Fast-paced and funny. Scientific and tender. A literary thriller featuring Auks. As if Hilary Mantel’s The Giant, O’Brien met Robinson Crusoe, here is a story of one man’s growing humanity amidst famine and extinction.
Told in the vernacular of the day, this novel-as-notebook features a 19th-century ornithologist on a remote Irish island—from the author of indie favorite The Gospel of Orla.
Written in the form of a 19th-century notebook of ornithological observations, Field Notes from an Extinction follows the life and work of one Ignatius Green, a fictitious English scientist dispatched by the Royal Society to the remote island of Tor Mor off the northern Irish coast. Green, a widower, is single-minded and self-righteous, brilliant and bumbling. He is determined to set the scientific record straight on the mating rituals, feeding and care of hatchlings,
and other minutiae he can gather about the Great Auk (pinguinus impennis).

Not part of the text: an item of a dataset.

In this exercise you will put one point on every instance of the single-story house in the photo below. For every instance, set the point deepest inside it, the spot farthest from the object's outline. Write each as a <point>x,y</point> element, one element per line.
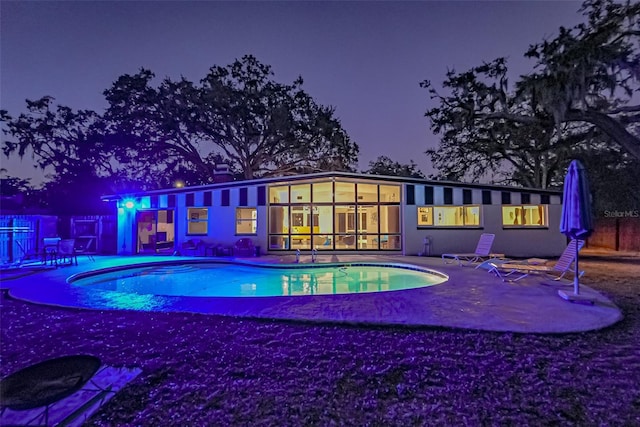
<point>339,212</point>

Green’s world is shattered when his monthly goods delivery arrives ravaged by the local Irish townsmen. His fury at their impertinence is matched only by his dismay at finding a small child amid the shipment--dirty, abandoned, mute, and utterly feral and unmanageable. Worse, the locals are growing restless and hungry. And there is talk sweeping the land of a terrifying woman with unnatural power.
Green fights for his survival against brigands and hunger and, most fearsome, the resolve of a fierce and angry child. And, perhaps, for a wider understanding of family amidst roiling societal unrest.